Here are five things to look for in agri-data management software to help you get the most out of it.
1. Reliable data
So technically, this first point has less to do with the software you’re using than the data you’re using it. But it’s important to talk about the data before we start to talk about the software.
The reason it’s so important is that your data management software isn’t going to do you any good without reliable data. Don’t expect to spend dollars on data management software and expect it to work miracles on your bad or incomplete data.
There’s a rule in data science: bad data won’t give you an error message, just bad results. If you input bad data, you’ll get bad results and bad insights. And you may not be able to tell that you’re insights are bad until you’ve already invested thousands of dollars in a marketing strategy.
Now if you got a bad score on that guide, don’t worry. Some data management software – like Farm Market iD’s FarmFocus and FieldVision – will come with reliable data as a part of the application. So if you need new U.S. farm data and new software, consider Farm Market iD’s data-powered software to get the best of both worlds.
Now – on to what you need to look for in agri-data management software.
2. Drill down, filter & search capabilities
There are millions of farmers and hundreds of millions of farms in the U.S. – too much for any one person to sort through.
To put that in perspective – if you spent just one minute reading each of U.S. farm data records, and did that 24/7, it would take you 57 years to go through all of the data. To risk stating the obvious, you don’t have that kind of time on your hands.
So if you want to actually make use of U.S. farm data, your agri-data management software has to have drill down, search or filter capabilities to query the data and find the data you need in the moment.
Whether you’re drilling down by state and county, filtering by crop type or searching by current geographic location, your software should be able to find the data you need when you need it.
3. Data visualization
We’ve talked before about the benefits of data visualization – and how it helps you make sense of what your data is telling you. Because this is such an important part of data management, your software needs to help with data visualization.
This could take place in a variety of ways. Your software can plot out farm and grower locations on a map. It could create a graph showing crop yield year over year. Or it could call up a pie chart with a grower’s crop mix for a given year.

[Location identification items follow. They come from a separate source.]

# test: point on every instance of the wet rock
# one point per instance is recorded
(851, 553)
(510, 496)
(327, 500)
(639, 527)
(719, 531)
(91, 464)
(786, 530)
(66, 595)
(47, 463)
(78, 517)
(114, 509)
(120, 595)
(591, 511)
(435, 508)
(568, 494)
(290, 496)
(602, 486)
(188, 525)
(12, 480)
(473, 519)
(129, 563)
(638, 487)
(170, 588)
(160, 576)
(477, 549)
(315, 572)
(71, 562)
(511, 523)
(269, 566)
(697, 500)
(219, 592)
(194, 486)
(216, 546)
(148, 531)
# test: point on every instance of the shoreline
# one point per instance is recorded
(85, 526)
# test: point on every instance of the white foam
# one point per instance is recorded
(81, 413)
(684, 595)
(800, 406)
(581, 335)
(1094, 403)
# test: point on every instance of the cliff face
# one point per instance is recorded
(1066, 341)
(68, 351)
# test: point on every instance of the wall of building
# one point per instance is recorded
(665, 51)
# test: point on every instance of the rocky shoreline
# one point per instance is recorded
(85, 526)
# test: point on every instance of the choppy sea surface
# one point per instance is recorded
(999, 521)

Having data visualization abilities within your software will help you start making sense of your data as soon as you upload it – and reduce the amount of work on your part.
4. Exportable Excel files & CRM integration
No matter what data management software you use, it won’t be able to do everything you want it to – and that’s ok! One of the recent trends in software-as-a-service (SaaS) is that few applications do everything, but the few things they do, they do exceptionally well.
So you’ll want to be able to export data from your data management software so you can access it elsewhere – either in an Excel file or upload into another application. Whether you’re uploading to your CRM, marketing automation software, social media marketing platform, etc., having this ability will help you better turn your data into actionable marketing and sales strategies.
And if your software integrates with your CRM directly, that’s even better.
5. Ability to leave notes and comments
Unless you’re a one-man shop, you’re not going to be using the software alone. Odds are, you’re going to have various team members using it as well.
Often, the team members accessing the data are going to spread across various departments. Business intelligence, marketing, sales and customer service team members are going to need to use the data for various reasons.
Having the ability to make notes and comments within the software will let each team member record their own insights, ideas and interactions with growers – and let you store those notes alongside the data.
Inter-team communication is important for integrated strategy, marketing & sales – and having the ability to share notes is instrumental in making that possible.